Canada’s remarkable surge in hosting international students presents both opportunities and challenges for enhancing their employability. While the country’s immigration system offers pathways to permanent residence, there remain barriers that hinder the successful transition of international students into the Canadian job market. Language proficiency, cultural adjustment, unfamiliarity with the job market, and visa/work restrictions are key challenges to address.
To break down these barriers, collaborative efforts are required from educational institutions and career service providers. Language programs, student-run clubs, and community engagements can bolster language proficiency. Orientation events and mentorship programs can aid cultural adjustment and foster self-confidence. Leveraging international students’ higher job identification, offering co-op and internship experiences, and early career development support can enhance their occupational knowledge. Additionally, career advisors and immigration offices must work together to navigate visa and work permit complexities, identifying priority job opportunities.

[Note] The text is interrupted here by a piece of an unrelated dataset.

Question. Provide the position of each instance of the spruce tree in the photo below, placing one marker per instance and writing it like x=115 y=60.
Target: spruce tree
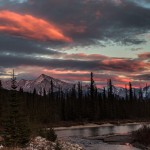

By adopting comprehensive and inclusive strategies, Canada can empower its diverse international student community to thrive in the job market, contributing to the nation’s workforce and enriching its cultural fabric. Such endeavors not only benefit the students themselves but also reinforce Canada’s reputation as a welcoming and global education destination. With continued dedication and support, Canada can ensure that international students realize their aspirations and build successful careers in the country they have come to call their second home.